Tomás García im Juli 2013 durch Militärs ermordet Foto: CADEHO |
Im November 2015 kam er zur ersten Gerichtsverhandlung im
Falle des ermordeten Tomás García. Der angeklagte Militärangehörige wurde nach
kurzer Zeit lachend aus dem Gerichtgebäude abgeführt. Die Verhandlungen waren
durch eine hohe Militärpräsenz, Einschüchterungen und Bedrohungen der
anwesenden Lenca, des Anwaltes Victor Fernández und der Richter*innen der
Sonderstaatsanwaltschaft für Ethnien und Kulturerbe geprägt. Am 10. Dezember 2015
wurde das Urteil verkündet. Saravia wurde wegen einfachen Mordes an Tomás
Garcia verurteilt, im Falle des versuchten Mordes an Garcias Sohn Alan wurde er
freigesprochen. Seine Verteidigung hat zudem angekündigt, die Aufhebung des
Gerichtsurteils wegen guter Führung zu beantragen.
Die Klage gegen DESA wegen Landgrabbing und der Verletzung
kollektiver indigener Rechte wurde schon vor Jahren eingereicht. In der
Vergangenheit zeigte sich jedoch, dass jegliche Klagen, die von indigenen
Bewegungen eingereicht wurden, vom honduranischen Justizsystem missachtet
wurden. Tauli-Corpuz unterstreicht in ihrer Erklärung, dass „das Justizpersonal
keine Kenntnisse über indigene Rechte besitzt“ und dass „Rassismus und
Diskriminierung die Schaffung legaler Mechanismen notwendig machen, so dass die
indigene Bevölkerung Klagen über territoriale Verletzungen und
Menschenrechtsverletzungen einbringen können“.

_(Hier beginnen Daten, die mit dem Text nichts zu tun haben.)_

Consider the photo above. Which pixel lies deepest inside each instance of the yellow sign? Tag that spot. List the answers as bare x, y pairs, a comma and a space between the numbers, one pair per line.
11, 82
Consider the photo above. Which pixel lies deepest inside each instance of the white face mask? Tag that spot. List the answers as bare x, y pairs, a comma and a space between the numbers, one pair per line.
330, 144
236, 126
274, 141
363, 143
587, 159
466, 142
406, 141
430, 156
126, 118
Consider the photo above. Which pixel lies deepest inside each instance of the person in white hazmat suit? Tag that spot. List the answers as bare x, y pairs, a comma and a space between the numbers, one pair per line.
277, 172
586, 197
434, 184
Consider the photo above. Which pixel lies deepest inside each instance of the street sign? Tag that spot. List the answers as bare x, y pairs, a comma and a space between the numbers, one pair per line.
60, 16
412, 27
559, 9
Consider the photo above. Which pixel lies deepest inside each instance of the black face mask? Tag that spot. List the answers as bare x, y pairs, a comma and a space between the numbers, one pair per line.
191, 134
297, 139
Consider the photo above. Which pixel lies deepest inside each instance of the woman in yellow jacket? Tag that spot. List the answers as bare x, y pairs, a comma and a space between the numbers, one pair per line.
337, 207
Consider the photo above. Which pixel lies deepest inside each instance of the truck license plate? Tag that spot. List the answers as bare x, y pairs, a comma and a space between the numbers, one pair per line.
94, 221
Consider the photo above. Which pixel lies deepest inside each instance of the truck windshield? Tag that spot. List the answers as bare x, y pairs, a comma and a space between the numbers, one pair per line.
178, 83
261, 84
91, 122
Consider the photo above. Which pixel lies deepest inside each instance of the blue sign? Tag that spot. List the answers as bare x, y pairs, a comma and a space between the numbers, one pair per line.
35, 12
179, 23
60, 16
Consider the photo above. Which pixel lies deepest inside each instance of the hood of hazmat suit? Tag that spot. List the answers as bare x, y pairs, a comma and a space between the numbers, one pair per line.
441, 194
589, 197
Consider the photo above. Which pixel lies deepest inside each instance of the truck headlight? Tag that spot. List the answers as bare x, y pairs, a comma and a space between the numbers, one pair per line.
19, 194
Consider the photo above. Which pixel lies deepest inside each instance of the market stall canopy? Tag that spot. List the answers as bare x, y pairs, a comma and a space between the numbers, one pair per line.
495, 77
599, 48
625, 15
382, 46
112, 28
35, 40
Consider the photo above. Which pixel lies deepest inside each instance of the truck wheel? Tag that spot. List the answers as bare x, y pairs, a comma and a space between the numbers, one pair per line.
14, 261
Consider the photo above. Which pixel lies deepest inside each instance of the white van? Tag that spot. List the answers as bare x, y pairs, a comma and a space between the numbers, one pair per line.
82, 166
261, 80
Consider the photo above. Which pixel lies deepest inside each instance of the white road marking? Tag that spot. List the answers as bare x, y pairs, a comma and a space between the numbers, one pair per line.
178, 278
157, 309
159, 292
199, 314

Der Konflikt in Rio Blanco hat eine extreme Militarisierung
entlegener Regionen geführt und ist begleitet von einer Kriminalisierung und
Diffamierung sozialer Bewegungen. Besonders betroffen sind die
Umweltaktivist*innen und Menschenrechtsverteidiger*innen von COPINH. „Lokale
Auftragsmörder haben im Oktober 2015 eine Liste mit Namen von mehr als 20
Staudammgegner*innen mit der Drohung veröffentlicht, dass sie die ersten wären,
die sterben würden“, so ein Mitarbeiter von COPINH.
Bereits 2013 waren die Mitglieder COPINHs einer Welle von
Kriminalisierung und Repression ausgesetzt. Neben willkürlichen Durchsuchungen
und massiven Bedrohungen der indigenen Gemeinden wurden drei Koordinator*innen
von COPINH auch strafrechtlich verfolgt. Die Verfahren wurden jedoch
eingestellt bzw. mit einem Freispruch beendet. Schon damals wurden die
Gerichtsprozesse durch Diffamierungen in den Medien begleitet. Diesmal rief Kardinal
Oscar Andrés Rodríguez, Befürworter des militär-zivilen Putsches 2009, die
indigenen Gläubigen auf, sich weder in COPINH zu organisieren noch deren Radios
La Voz Lenca und andere
regierungskritische Sender zu hören.
Doch trotz Repression, extremer Gewalt und absoluter
Straflosigkeit bleibt der friedliche Widerstand gegen Agua Zarca ungebrochen.
Erfolge ihrer Proteste sind in dem Rückzug des chinesischen Unternehmens
Sinohydro sowie des zentralamerikanischen Entwicklungsfonds CAMIF aus dem
Projekt zu sehen. DESA läuft die Zeit davon, denn das Wasserkraftwerk sollte
schon im Jahr 2014 fertig gestellt sein.
Es liegt auf der Hand, dass die Menschenrechtsverletzungen
in diesem Konflikt nicht ausschließlich auf dem dysfunktionalen Staat Honduras
mit seinen schwachen und abhängigen Institutionen zurück zu führen ist. An der
Fertigstellung von Agua Zarca haben auch internationale Player großes
Interesse. So finanzieren u.a. die finnische Entwicklungsbank Finnfund als auch
die niederländische Entwicklungsbank FMO das Projekt. Von deutscher Seite ist
die Voith Hydro Holding GmbH, ein Gemeinschaftsunternehmen von Siemens und
Voith, beteiligt, und ist für die Lieferung der drei Turbinen verantwortlich.
Für die Lenca geht es um viel mehr als ein unrechtmäßig
angeeignetes Land. Der Fluss Gualcarque ist Existenzgrundlage der indigenen
Gemeinden und bildet das Fundament ihrer kulturellen Identität. Indigene Rechte
stehen der Gewinnmaximierung der Unternehmen und dem Wirtschaftswachstumswunsch
des Staates entgegen. Es bleibt abzuwarten, inwiefern der UN-Menschenrechtsrat
mit all seinen Sonderberichterstatter*innen, die das Land noch besuchen werden,
den allgegenwärtigen Wirtschaftsinteressen Einhalt gebieten kann.